Figures 11(a) and 11(b) show the break down of the power consumption in each individual component of the system including the DRAM for the SPARC configurations 1 and 3 respectively. From this breakdown, It can be observed that SYMPO leverages the power consumption in the DRAM to maximize the overall system level power consumption. This shows that a power virus generated specifically for the CPU may not be the best power virus at the system level.

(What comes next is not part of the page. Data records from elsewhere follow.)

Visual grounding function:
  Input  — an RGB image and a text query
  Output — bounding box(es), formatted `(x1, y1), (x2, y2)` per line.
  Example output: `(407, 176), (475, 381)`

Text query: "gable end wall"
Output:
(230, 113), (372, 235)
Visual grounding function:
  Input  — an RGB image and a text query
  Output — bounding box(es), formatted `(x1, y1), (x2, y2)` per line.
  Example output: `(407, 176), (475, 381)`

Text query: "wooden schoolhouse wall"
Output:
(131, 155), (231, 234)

It is to be noted that the virus generated by SYMPO does not always consume more power than MPrime in various components. This is due to the reason that the fitness function that the search algorithm targets to maximize is the total power consumption of the system. The same framework can be used to generate different types of stressmarks as in [15] by changing the fitness function evaluation. For the Alpha ISA, Figures 11(c) and 11(d) show the components of the power consumption in the various parts of the CPU. Figure 9 shows that each of the synthetic workloads have interacted with the different microarchitectures in a unique fashion. This shows that how non-trivial it is to hand craft a max-power virus by speculating about this complex interaction, thus emphasizing the need for an automatic search methodology. Machine learning based approaches are considered to be more efficient than most of the brute force searches and GA has proven to be a promising solution to this problem. In the machine configurations, SPARC config-3 has a lower access latency for L1 cache than config-1 and one can observe that SYMPO is aware of this and generates a power virus that stresses the L1 cache effectively.



Figure 12: The instruction mix, instruction level parallelism, memory footprint and memory reuse distance of the industry standard power viruses

# 4.4 Validation of SYMPO on Real Hardware

Having validated the power consumption of the viruses generated using SYMPO on simulators using two different ISAs, the next step is to measure the power consumption of a the viruses on real hardware. Since our code generator was not equipped to generate code using CISC ISAs, we constructed a microarchitecturally equivalent system for the instrumented AMD Phenom II system on GEMS full system infrastructure and first generated power viruses in SPARC ISA. These viruses were ported to x86 ISA with the help of the LLVM [16] compiler infrastructure and the power consumption was measured on real hardware. These indirectly generated virus has a power consumption of 72.5 Watts on the cores, which is more than all the other hand crafted power viruses that were executed on this hardware, viz., CPUburn-in-68.42 W, MPrime-68.1 W, BurnK6-64.2 W, BurnK7-72.1 W, BurnMMX-58.4 W, BurnP5-48.7 W and BurnP6-62.4 W. The difference in the way the power viruses were generated for the SPARC/Alpha ISAs and the x86 ISA is that the automatic feed back loop was complete in the case of SPARC/Alpha ISAs due to the usage of the cycle accurate simulators, but there was no automatic feedback to SYMPO in the case of x86. The hardware power readings were manually fed to GA and since this process was too tedious, GA was run only for 3 generations. If the feedback loop could have been automated in x86, the generated power virus might have consumed even higher amounts of power. This shows the importance of automating the process of a max-power virus generation as compared to the usage of enormous human effort.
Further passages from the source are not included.